RecensiesRomans

Recensie: Wij geluksvogels, Amy Bloom

Wij geluksvogels heeft veel in zich om van onder de indruk te raken: een fascinerende opening, een ontroerend einde waarin allerlei lijntjes samenkomen, een op het oog aansprekend plot, en natuurlijk een prachtig vormgegeven omslag. Het is dan ook jammer dat Amy Bloom er niet in slaagt de belofte waar te maken met haar roman, want er zijn misschien wel even zoveel minpuntjes op te noemen.

Om met die openingszinnen te beginnen – je leest ze zowat in elke recensie en ze mogen hier dan ook niet ontbreken: ‘De vrouw van mijn vader was dood. Mijn moeder zei dat we de auto naar zijn huis moesten nemen om te kijken wat er voor ons te halen viel.’ In die twee zinnen zit misschien wel de hele roman besloten. De ‘mijn’ heeft betrekking op Eva, een meisje aan het begin van haar pubertijd, dat in het vervolg in het bezit van een koffertje met wat persoonlijke spullen door haar moeder bij haar vader op de veranda wordt achtergelaten. Haar vader heeft een gezinnetje opgebouwd met een andere vrouw, die dus net daarvoor overleden is. Eva maakt kennis met haar oudere halfzus Iris en de twee raken onafscheidelijk.

Op een dag besluiten de twee meisjes hun vader te laten voor wat hij is en zoeken ze het avontuur op, naar Hollywood. Daar hoopt de talentvolle Iris door te breken in de filmwereld. Maar al snel is de lesbische Iris een liefdeservaring rijker en een illusie armer: het wereldje is hard, succes is niet alleen een kwestie van talent maar ook van persoonlijkheid. Gelukkig hebben ze er tenminste nog één vriend gemaakt, Francisco, die hen samen met hun vader – die plotseling weer op de stoep stond – vergezelt naar de andere kant van Amerika. In New York proberen ze een bestaan op te bouwen als samengesteld gezinnetje.

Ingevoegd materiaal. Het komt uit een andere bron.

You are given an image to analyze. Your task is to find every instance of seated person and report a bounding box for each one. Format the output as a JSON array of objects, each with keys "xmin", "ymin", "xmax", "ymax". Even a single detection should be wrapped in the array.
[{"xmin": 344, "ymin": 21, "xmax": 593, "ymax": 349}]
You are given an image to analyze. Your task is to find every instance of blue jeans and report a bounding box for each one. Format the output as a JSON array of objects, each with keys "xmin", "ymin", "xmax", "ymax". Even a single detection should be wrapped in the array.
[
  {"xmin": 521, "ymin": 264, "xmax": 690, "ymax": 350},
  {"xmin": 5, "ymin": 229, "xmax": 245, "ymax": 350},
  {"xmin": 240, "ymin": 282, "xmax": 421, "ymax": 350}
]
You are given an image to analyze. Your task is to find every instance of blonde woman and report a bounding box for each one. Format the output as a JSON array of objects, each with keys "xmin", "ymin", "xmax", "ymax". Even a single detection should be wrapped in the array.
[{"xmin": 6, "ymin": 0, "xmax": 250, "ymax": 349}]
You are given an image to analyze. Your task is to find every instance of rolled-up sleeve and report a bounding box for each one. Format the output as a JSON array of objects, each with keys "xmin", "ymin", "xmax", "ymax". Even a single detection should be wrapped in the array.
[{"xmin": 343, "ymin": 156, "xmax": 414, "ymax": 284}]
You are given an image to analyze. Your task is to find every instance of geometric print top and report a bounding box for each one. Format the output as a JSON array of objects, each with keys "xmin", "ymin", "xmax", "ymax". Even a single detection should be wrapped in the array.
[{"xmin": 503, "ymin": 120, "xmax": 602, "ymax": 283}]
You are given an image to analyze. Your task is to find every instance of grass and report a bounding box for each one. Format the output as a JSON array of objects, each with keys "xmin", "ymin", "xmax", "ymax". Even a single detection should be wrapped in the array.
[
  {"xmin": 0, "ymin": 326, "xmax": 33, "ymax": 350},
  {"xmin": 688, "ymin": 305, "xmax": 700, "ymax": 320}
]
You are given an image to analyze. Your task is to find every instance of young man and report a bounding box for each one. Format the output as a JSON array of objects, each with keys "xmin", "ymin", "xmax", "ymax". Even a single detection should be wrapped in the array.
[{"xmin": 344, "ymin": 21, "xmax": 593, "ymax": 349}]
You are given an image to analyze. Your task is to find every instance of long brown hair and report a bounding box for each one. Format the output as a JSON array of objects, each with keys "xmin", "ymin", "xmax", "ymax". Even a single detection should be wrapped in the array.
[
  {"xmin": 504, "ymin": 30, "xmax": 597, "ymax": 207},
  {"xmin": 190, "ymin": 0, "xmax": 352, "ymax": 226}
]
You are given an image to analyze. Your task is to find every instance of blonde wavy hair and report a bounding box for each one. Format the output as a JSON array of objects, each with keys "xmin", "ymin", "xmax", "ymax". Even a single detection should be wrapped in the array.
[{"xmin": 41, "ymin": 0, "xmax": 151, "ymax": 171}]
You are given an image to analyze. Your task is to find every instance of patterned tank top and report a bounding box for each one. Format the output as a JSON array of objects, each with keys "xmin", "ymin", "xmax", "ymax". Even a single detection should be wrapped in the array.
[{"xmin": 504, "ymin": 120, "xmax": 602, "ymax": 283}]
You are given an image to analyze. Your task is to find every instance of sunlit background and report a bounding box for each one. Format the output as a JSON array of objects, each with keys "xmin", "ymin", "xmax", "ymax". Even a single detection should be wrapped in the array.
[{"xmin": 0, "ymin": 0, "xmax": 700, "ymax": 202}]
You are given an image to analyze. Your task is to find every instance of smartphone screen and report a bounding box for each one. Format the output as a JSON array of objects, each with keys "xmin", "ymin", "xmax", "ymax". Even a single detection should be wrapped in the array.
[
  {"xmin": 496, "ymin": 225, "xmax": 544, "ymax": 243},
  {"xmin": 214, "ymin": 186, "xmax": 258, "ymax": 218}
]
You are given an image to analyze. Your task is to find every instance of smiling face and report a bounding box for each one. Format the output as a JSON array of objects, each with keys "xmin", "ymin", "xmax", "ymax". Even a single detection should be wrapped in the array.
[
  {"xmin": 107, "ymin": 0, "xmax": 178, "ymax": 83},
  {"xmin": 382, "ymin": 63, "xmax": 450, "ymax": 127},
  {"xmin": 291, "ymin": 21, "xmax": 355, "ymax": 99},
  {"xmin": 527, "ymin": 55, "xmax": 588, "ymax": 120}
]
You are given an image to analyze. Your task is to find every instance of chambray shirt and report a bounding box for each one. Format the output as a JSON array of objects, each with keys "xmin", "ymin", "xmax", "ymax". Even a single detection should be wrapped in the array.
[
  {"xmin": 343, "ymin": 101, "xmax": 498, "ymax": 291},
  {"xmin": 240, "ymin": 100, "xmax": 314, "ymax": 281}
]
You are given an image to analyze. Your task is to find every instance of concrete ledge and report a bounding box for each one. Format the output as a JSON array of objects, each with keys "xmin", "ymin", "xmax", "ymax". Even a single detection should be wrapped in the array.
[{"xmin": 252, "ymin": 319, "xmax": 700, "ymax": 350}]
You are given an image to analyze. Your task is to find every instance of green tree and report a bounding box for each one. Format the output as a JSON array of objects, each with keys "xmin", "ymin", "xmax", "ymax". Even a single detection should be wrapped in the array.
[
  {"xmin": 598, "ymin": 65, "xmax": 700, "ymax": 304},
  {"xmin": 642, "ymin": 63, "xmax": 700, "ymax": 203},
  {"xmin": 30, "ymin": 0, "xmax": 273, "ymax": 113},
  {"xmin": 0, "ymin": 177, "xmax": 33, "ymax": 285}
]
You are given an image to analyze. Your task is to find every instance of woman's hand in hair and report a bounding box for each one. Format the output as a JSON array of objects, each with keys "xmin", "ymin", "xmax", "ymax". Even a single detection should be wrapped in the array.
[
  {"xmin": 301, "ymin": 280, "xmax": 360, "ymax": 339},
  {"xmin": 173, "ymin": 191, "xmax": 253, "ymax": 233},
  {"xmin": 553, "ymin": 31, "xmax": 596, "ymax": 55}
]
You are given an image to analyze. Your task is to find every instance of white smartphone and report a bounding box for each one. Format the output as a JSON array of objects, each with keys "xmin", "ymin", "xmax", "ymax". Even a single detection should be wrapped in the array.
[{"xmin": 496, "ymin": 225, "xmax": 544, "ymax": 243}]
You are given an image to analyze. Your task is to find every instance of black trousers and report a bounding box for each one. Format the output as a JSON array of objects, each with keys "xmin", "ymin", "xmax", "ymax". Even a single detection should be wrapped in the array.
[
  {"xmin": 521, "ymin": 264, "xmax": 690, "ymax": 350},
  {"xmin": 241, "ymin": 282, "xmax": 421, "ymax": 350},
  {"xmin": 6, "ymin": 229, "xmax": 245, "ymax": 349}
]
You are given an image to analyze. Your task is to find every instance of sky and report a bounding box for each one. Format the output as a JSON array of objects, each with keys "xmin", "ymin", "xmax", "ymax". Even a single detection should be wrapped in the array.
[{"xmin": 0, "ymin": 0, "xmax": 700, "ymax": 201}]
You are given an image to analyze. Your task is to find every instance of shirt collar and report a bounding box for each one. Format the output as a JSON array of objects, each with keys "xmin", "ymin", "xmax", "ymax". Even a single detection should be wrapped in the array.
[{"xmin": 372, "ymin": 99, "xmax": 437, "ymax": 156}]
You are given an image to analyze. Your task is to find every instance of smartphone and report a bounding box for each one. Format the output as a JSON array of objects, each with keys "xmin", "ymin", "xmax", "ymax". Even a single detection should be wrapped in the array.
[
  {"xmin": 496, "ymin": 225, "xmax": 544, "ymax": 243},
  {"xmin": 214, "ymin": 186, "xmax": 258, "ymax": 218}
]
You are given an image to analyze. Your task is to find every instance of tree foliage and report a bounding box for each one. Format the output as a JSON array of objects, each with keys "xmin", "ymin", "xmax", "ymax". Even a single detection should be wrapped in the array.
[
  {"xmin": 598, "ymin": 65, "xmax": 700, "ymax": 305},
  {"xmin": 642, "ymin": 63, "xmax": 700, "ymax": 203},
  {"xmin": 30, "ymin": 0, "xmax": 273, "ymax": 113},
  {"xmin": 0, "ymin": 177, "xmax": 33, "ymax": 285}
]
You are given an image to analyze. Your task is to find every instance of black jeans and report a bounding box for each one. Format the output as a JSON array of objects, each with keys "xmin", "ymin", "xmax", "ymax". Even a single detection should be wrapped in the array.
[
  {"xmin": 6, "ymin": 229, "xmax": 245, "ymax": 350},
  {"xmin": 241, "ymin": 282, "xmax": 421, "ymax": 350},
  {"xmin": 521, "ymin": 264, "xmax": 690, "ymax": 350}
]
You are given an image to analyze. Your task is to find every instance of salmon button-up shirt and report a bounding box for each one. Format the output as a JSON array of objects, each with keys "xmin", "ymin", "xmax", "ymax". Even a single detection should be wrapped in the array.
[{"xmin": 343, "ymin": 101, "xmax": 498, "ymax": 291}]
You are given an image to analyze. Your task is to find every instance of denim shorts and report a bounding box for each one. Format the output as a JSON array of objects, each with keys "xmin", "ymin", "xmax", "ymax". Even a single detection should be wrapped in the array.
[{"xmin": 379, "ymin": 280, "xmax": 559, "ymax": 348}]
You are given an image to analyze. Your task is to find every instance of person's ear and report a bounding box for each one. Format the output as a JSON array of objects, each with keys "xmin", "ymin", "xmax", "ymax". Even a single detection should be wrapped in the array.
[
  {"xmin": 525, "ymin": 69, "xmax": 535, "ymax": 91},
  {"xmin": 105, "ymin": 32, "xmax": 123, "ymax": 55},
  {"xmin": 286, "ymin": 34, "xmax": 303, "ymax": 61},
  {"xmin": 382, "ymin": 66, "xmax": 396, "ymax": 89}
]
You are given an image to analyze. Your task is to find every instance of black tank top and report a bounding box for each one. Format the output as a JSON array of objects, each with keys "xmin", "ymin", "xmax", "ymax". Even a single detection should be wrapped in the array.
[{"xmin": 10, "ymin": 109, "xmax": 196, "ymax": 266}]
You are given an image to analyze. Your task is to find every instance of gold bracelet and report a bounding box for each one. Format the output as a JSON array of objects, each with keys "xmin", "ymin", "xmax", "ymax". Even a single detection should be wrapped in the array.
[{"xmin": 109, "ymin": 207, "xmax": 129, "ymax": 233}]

Er wordt in Wij geluksvogels nogal eens van perspectief gewisseld. Door de verhalende hoofdstukken heen lopen briefwisselingen van de hoofdpersonen die meer licht op bepaalde gebeurtenissen werpen. Die afwisseling houdt de roman levend en luchtig. Bovendien heeft Bloom een prachtige down-to-earth schrijfstijl die makkelijk leest en soms tegelijk onverwacht veel diepte bevat.

Toch overtuigt Amy Bloom in haar derde roman niet helemaal. Na het omslaan van de laatste bladzijde is er weinig aan het boek dat blijft hangen. Het verhaal, dat aanvankelijk zo veelbelovend leek, dooft halverwege uit als een nachtkaarsje. Misschien nog wel het meest opvallend is dat je het idee krijgt dat de personages, hun taalgebruik en hun gedrag niet helemaal in de tijd passen waarin het zich zou moeten afspelen. Het zou rond de oorlog moeten zijn, maar het voelt meer als de woelige jaren ’60 en ’70.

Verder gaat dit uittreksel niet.